6.1.2 band parallelism

From CASTEP version 24.1 band parallelism is implemented for FD calculations, but not yet DFPT. This may be enabled using a “devel-code” string in the .param file⁵

%block DEVEL_CODE
PARALLEL:NBANDS=8:ENDPARALLEL
%endblock DEVEL_CODE

will attempt to set up 8-way band parallelism in addition to k-point and g-vector.

6.1.3 perturbation parallelism

From CASTEP release 24.1, a further level of parallelism called task-farming may be used to distribute perturbations across processors. This is set up and run in the same manner as for PIMD or NEB calculations by setting parameters file keyword num_farms : <n>. The value of \(n\) should not be too large, as the performance will be limited by load-balance issues, and in any case never greater than the number of perturbations. This will produce \(n\) output files named

<seedname>_farm00<n>.castep

instead of the usual, single .castep file. Of these, <seedname>_farm001.castep will contain the calculated final frequencies, Born effective charges etc. but a single instance of the .phonon, .efield, .phonon_dos and .check files are written as with other parallel schemes.

6.1.4 hybrid OpenMP parallelism

In addition to the above-described parallel distribution strategies - all based on MPI parallelism, CASTEP also offers a degree of OpenMP parallelism⁶. This can speed up some operations such as matrix diagonalisations and is activated by setting the environment variable CASTEP_NUM_THREADS : <n> where \(n\) in the range 2-16 is most effective (only a modest speed-up is accessible using OpenMP). However this can give a useful gain in addition to MPI parallelism especially in the case where compute nodes must be underpopulated because of memory requirements.
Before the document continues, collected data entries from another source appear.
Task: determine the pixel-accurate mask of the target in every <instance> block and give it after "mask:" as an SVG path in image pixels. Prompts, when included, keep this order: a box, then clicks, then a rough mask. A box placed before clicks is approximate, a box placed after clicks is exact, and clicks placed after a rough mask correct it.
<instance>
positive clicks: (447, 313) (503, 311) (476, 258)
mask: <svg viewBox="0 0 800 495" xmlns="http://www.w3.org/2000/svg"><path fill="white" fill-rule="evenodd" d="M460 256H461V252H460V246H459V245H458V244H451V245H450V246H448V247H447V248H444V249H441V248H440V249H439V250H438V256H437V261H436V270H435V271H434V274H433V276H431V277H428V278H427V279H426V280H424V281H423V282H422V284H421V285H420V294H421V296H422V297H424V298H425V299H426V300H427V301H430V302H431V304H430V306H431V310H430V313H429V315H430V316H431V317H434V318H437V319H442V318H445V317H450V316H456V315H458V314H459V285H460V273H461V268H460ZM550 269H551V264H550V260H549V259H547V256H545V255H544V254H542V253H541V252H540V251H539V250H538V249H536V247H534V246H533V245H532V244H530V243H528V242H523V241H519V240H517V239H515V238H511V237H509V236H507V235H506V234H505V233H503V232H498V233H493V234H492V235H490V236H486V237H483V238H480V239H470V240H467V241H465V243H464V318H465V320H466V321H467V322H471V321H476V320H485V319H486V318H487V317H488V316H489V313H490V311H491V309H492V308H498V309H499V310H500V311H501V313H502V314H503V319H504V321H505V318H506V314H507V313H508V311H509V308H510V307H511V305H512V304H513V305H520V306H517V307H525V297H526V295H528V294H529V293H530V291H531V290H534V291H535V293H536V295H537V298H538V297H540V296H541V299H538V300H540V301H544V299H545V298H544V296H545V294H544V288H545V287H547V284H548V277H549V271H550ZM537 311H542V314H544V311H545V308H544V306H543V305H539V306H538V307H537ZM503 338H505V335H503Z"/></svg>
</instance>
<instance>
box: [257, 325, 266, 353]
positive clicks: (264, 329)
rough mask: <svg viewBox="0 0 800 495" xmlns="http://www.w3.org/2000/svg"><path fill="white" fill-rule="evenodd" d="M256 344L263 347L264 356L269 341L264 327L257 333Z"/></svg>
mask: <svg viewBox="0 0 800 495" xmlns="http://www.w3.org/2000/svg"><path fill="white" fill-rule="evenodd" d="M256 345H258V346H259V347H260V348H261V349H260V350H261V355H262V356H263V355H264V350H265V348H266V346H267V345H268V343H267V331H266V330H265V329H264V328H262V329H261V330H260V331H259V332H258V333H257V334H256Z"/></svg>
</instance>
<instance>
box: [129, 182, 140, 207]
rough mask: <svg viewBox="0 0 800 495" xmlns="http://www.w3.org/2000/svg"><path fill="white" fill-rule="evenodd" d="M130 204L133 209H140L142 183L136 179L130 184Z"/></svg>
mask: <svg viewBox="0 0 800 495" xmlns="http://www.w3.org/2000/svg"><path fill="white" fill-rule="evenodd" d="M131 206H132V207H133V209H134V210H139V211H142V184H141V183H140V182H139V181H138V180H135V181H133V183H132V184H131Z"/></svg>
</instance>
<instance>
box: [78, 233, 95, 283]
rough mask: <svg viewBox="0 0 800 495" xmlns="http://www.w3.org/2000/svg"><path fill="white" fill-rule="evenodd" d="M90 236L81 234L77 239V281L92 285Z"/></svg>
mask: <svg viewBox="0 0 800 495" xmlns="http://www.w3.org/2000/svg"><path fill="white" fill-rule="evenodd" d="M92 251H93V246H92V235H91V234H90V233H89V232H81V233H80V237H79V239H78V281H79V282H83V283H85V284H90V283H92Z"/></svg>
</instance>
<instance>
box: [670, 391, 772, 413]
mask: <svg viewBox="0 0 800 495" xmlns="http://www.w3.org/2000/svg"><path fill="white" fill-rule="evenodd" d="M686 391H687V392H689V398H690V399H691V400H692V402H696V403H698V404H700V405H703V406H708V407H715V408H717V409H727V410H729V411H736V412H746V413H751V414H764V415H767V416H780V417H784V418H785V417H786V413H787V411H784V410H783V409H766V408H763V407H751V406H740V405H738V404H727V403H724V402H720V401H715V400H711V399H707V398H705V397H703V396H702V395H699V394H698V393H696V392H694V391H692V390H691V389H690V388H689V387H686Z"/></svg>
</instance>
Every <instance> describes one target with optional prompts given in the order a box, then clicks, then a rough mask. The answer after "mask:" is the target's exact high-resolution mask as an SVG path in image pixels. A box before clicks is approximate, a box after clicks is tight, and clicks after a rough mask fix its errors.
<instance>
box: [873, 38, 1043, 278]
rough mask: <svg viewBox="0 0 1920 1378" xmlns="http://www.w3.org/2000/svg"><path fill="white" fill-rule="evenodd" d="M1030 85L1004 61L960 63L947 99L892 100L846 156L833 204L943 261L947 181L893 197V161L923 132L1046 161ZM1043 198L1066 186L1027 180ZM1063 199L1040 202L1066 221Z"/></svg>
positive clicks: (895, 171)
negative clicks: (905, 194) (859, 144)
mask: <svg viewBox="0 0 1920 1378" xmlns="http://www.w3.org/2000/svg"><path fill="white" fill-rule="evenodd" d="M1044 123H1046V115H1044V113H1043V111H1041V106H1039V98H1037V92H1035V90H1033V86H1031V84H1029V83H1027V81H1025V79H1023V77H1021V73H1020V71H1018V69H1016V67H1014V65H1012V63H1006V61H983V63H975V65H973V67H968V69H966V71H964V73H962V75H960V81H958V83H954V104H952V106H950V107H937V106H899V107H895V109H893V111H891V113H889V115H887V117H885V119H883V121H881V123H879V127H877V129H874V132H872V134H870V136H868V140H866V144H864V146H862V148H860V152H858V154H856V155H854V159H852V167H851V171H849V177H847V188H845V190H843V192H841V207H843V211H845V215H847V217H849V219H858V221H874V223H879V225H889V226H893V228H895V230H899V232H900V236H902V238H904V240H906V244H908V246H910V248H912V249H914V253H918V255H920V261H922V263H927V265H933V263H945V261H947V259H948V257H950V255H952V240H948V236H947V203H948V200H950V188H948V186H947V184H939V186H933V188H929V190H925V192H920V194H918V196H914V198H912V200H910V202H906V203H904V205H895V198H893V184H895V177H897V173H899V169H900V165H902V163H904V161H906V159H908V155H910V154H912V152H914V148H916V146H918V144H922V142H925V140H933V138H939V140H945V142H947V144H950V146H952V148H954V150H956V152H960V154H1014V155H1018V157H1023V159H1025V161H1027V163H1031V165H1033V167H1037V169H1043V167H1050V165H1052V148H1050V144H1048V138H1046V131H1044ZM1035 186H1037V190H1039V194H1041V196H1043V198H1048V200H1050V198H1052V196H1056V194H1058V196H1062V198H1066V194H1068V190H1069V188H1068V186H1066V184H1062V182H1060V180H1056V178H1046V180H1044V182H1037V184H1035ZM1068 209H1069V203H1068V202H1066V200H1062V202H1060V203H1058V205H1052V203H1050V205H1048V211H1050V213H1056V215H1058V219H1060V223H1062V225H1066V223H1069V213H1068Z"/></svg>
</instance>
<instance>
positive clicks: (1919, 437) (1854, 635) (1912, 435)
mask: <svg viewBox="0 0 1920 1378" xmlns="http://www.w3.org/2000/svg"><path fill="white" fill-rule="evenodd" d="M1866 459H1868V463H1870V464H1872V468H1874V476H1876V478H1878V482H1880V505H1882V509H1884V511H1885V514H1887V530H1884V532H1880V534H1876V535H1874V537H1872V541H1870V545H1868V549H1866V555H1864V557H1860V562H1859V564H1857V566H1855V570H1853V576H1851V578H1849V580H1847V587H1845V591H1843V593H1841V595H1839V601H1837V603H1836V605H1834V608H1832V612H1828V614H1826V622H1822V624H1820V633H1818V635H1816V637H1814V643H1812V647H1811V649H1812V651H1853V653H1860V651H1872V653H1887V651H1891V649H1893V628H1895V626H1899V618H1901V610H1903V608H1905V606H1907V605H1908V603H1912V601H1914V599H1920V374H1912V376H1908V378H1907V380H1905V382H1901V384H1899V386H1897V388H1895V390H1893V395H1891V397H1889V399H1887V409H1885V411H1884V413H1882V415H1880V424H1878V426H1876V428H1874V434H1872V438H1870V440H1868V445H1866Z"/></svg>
6.2 Checkpointing and Restarting

Even with a parallel computer, it is frequently the case that a calculation can not be completed in a single run. Many machines have a maximum time limit on a batch queue which may be too short. On desktop machines, run time may be limited by reliability and uptime limitations. CASTEP is capable of periodically writing “checkpoint” files containing a complete record of the state of the calculation and of restarting and completing a calculation from such a checkpoint file. In particular dynamical matrices from complete q-points, and partial dynamical matrices from each perturbation are saved and can be used in a restart calculation. To enable the writing of periodic checkpoint files, set the parameter

backup_interval 3600

which will write a checkpoint file named seedname.check every hour (the time is specified in seconds) or on completion of the next perturbation thereafter. To restart a calculation, set the parameter

continuation : default

in the .param file before resubmitting the job. This will attempt to read seedname.check and restart the calculation from there. Alternatively the full filename of a checkpoint file may be given as argument to the continuation keyword to read an explicitly named file.

At the end of the calculation a checkpoint file seedname.check is always written. As with the intermediate checkpoint files this contains a (now complete) record of the dynamical matrices or force constant matrix resulting from phonon calculation. This may be analysed in a post-processing phase using the phonons utility.